Salud

En materia de prevención de la salud, actuar sobre las causas de las enfermedades complementa la acción para tratarlas. Nuestro comportamiento, nuestros hábitos y nuestro estilo de vida (dieta, deporte, consumo de alcohol o tabaco) constituyen una base potencialmente dañina para la salud.

Por tanto, para optimizar nuestra esperanza de vida saludable en Belleza en Forma hemos desarrollado una serie de artículos para encontrar el justo equilibrio entre nuestros gustos, deseos, hábitos y capacidad para cambiarlos o incluso los riesgos que más o menos aceptamos correr.

La prevención y la educación para la salud se basan en factores personales que influyen en nuestro estado de salud, en nuestra condición física y psicológica y en nuestra capacidad para generar un “mejor vivir” a largo plazo.

Conozcamos las principales categorías de nuestra temática salud:

Acné

Alimentación

Diabetes

Dolores

Dolor de cabeza

Enfermedades

Estómago

Pies

Presión arterial

Adicciones

Remedios Caseros

Otros Artículos y categorías

Esperanza de vida saludable

Si la esperanza de vida sigue aumentando, recientemente se ha observado que la de “vida sana” se ha estancado e incluso tiende a disminuir en algunos países europeos.

Este descenso está directamente relacionado con el aumento de las enfermedades crónicas que afectan cada vez más a los jóvenes y cuyo desarrollo está relacionado con determinantes ambientales y del comportamiento (mal estilo de vida, hábitos nocivos, alimentación inadecuada, etc.).

Más de 3 millones de personas padecen enfermedades cardiovasculares (hipertensión, etc.), casi 2 millones de personas padecen cáncer y la misma cantidad de diabetes.

Hay una rápida progresión de enfermedades neurodegenerativas (Alzheimer, Parkinson), enfermedades respiratorias (asma, bronquitis pulmonar obstructiva crónica), alergias o problemas de fertilidad (una de cada siete parejas la padece).

Aunque estos datos de salud siguen siendo promedios impersonales, indican una tendencia que nos concierne a todos al afectarnos a cada uno de manera específica y singular.

No somos iguales e idénticos a los retos de nuestra salud, por eso es importante interpretarlos a la luz de la propia existencia para adoptar un estilo de vida adaptado.

Las características físicas y psicológicas (peso, sensibilidad al estrés, fatiga, fragilidad o por el contrario particular resistencia …), antecedentes familiares, estilo de vida y comportamiento (dieta, actividad física, consumo de tabaco, alcohol …) son todos Factores personales que pueden influir en los riesgos a los que nos exponemos.

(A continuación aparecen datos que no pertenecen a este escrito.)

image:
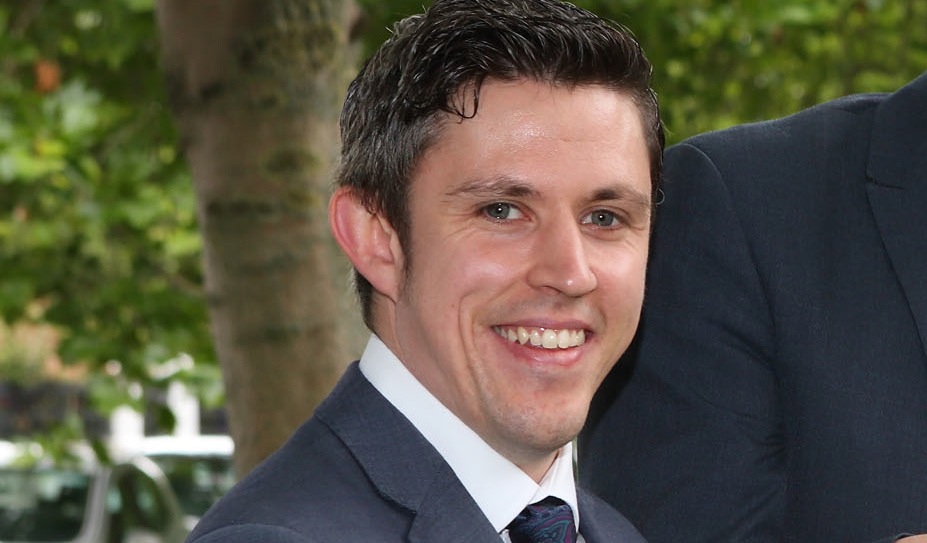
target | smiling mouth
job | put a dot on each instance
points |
(545, 338)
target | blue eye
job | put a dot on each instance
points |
(601, 218)
(502, 211)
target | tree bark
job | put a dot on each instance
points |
(256, 88)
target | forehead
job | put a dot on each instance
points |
(530, 137)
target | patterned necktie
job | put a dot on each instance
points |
(548, 521)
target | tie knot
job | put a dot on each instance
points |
(547, 521)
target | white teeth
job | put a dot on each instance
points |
(535, 336)
(542, 337)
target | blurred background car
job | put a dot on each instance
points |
(199, 468)
(85, 501)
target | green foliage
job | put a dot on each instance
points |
(724, 62)
(97, 213)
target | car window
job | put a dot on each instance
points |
(143, 505)
(42, 504)
(198, 481)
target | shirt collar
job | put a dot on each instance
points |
(499, 487)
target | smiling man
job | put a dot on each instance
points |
(499, 160)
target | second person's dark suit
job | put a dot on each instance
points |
(779, 387)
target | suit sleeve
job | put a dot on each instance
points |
(690, 447)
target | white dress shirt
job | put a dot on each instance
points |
(499, 487)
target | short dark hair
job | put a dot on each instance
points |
(435, 63)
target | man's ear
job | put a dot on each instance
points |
(368, 240)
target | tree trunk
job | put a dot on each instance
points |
(256, 87)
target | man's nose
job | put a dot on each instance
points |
(561, 262)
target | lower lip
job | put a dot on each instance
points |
(539, 356)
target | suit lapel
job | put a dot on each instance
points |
(897, 191)
(599, 523)
(404, 467)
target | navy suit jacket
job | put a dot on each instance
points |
(778, 387)
(359, 471)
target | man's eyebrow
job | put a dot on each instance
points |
(504, 186)
(623, 193)
(494, 187)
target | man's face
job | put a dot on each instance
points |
(528, 246)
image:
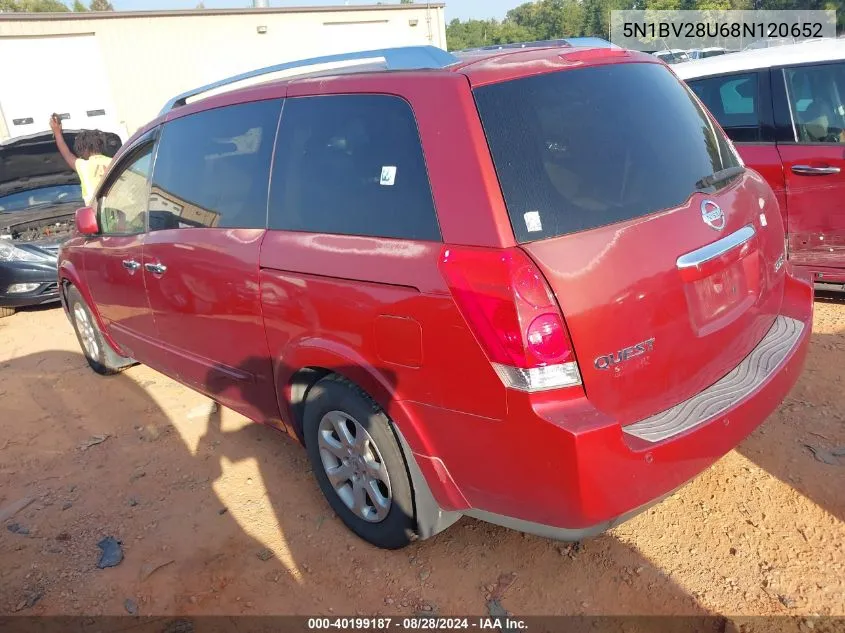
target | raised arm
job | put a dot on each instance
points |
(64, 150)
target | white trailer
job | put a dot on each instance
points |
(65, 75)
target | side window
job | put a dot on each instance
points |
(121, 209)
(213, 168)
(733, 100)
(816, 99)
(351, 165)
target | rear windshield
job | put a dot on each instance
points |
(583, 148)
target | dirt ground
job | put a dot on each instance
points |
(220, 516)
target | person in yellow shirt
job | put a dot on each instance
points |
(87, 159)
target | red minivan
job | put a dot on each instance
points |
(784, 109)
(535, 287)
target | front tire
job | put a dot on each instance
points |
(358, 463)
(99, 354)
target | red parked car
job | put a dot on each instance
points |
(536, 287)
(784, 109)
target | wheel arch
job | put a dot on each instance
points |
(316, 360)
(69, 276)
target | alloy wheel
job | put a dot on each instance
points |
(354, 466)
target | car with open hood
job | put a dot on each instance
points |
(39, 194)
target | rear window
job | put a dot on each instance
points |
(583, 148)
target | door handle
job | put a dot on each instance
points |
(158, 269)
(809, 170)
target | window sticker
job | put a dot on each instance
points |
(388, 176)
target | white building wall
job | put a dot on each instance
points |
(151, 56)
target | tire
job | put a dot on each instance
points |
(376, 465)
(99, 354)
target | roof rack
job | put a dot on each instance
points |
(595, 42)
(401, 58)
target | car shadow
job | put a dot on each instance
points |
(221, 516)
(799, 442)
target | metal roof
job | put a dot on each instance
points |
(119, 15)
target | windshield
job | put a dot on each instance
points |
(32, 198)
(583, 148)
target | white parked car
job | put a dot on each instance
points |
(704, 53)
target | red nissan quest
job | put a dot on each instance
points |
(537, 287)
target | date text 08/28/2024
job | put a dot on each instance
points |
(416, 623)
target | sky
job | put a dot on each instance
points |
(463, 9)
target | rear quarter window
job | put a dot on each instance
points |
(351, 165)
(733, 100)
(582, 148)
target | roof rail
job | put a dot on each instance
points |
(401, 58)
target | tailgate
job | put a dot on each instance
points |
(664, 253)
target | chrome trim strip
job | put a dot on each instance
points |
(717, 248)
(745, 378)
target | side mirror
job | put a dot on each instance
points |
(86, 221)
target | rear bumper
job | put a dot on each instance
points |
(25, 272)
(565, 470)
(823, 274)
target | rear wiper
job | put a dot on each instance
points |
(719, 176)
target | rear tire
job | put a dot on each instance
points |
(99, 354)
(348, 435)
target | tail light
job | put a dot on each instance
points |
(511, 311)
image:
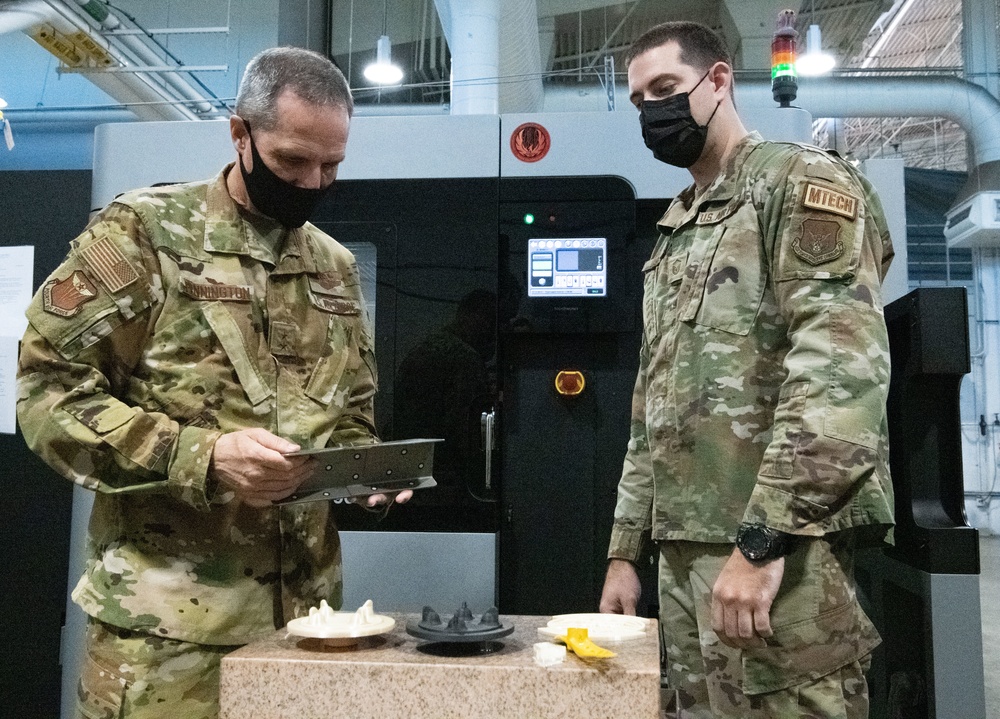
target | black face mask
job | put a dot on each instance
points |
(277, 198)
(671, 132)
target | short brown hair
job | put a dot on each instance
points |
(311, 76)
(700, 46)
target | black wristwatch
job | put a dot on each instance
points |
(760, 544)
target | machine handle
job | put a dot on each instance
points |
(486, 422)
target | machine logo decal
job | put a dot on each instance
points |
(818, 242)
(66, 297)
(530, 142)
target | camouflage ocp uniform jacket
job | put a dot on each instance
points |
(764, 366)
(177, 317)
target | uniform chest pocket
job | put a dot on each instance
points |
(340, 355)
(729, 283)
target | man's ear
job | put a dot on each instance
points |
(238, 132)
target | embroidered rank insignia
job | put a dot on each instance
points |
(109, 264)
(828, 199)
(65, 297)
(819, 241)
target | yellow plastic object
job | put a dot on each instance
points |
(578, 640)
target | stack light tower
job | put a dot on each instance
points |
(784, 79)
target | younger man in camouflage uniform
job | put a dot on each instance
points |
(195, 335)
(759, 410)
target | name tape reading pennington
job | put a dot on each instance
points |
(819, 197)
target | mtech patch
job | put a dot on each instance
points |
(65, 297)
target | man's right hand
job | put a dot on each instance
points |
(621, 588)
(252, 463)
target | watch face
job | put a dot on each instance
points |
(753, 542)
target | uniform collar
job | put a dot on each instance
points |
(723, 188)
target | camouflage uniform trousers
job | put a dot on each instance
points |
(814, 666)
(131, 675)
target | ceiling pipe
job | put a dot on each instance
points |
(91, 14)
(144, 100)
(965, 103)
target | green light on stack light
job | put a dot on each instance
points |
(783, 70)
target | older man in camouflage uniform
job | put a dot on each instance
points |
(194, 336)
(759, 410)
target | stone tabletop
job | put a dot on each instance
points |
(398, 675)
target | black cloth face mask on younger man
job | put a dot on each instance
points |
(275, 197)
(670, 131)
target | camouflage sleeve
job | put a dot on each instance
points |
(828, 250)
(88, 325)
(634, 510)
(357, 423)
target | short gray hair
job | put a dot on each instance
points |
(311, 76)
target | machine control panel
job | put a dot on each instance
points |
(567, 267)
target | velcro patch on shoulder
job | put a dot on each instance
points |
(819, 241)
(830, 199)
(109, 264)
(216, 291)
(64, 298)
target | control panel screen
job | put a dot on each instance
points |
(575, 267)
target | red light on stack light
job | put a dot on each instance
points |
(570, 382)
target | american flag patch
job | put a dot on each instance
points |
(110, 265)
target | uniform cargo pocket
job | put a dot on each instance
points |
(231, 339)
(809, 649)
(326, 376)
(731, 279)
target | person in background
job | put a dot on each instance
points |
(758, 457)
(194, 337)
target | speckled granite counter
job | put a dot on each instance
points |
(397, 676)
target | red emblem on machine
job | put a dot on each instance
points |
(530, 142)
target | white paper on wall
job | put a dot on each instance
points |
(8, 388)
(17, 266)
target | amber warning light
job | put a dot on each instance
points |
(570, 382)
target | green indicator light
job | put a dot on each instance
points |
(783, 70)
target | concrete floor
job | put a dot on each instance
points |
(989, 594)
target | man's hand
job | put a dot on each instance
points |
(621, 588)
(374, 500)
(742, 598)
(252, 463)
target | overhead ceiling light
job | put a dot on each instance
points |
(814, 61)
(382, 71)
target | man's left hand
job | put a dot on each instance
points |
(742, 598)
(375, 500)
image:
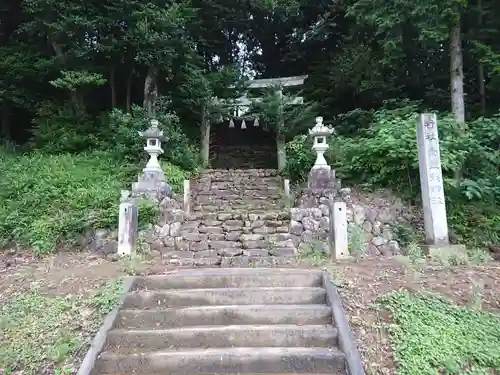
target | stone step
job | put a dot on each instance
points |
(243, 278)
(224, 315)
(225, 360)
(213, 207)
(233, 172)
(227, 296)
(136, 340)
(249, 214)
(234, 261)
(242, 197)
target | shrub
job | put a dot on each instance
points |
(48, 200)
(385, 154)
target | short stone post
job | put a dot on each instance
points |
(187, 197)
(286, 186)
(431, 181)
(127, 225)
(338, 236)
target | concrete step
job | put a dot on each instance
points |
(224, 360)
(227, 296)
(221, 337)
(224, 315)
(233, 278)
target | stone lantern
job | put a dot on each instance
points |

En términos de prevención de la salud, el reflejo correcto es reequilibrar estos diferentes factores.

Salud y nutrición: la importancia de una dieta adecuada

Las pautas de salud para una dieta equilibrada pueden ser difíciles de seguir, incluso desde el punto de vista financiero.

El presupuesto de alimentos representa un gasto significativo y obligatorio … Sin embargo, sin buscar adoptar un estilo de vida ultra restrictivo debido a un régimen de salud drástico y costoso, algunos consejos de nutrición son bastante fáciles de seguir y no necesariamente más costosos que la comida chatarra .

Buenos reflejos de salud y nutrición: acostumbrarse a una dieta variada y equilibrada prefiriendo productos frescos a los ya preparados, limitando el exceso de azúcar y sal o incluso grasas (los alimentos ya lo contienen de forma natural), evitando “Picar” entre comidas.

El uso del coche o del transporte público, la mecanización del trabajo y la terciarización de los puestos de trabajo y la urbanización de los lugares de vida hacen que la actividad física sea menos natural en el día a día.

Estos hábitos de vida imponen la integración de una actividad física en nuestros días. Objetivo: mejorar nuestra higiene de vida y así preservar nuestra salud. Caminatas, ejercicios físicos en casa, actividades deportivas habituales, las posibilidades son variadas y todas válidas para mejorar y cuidar tu salud.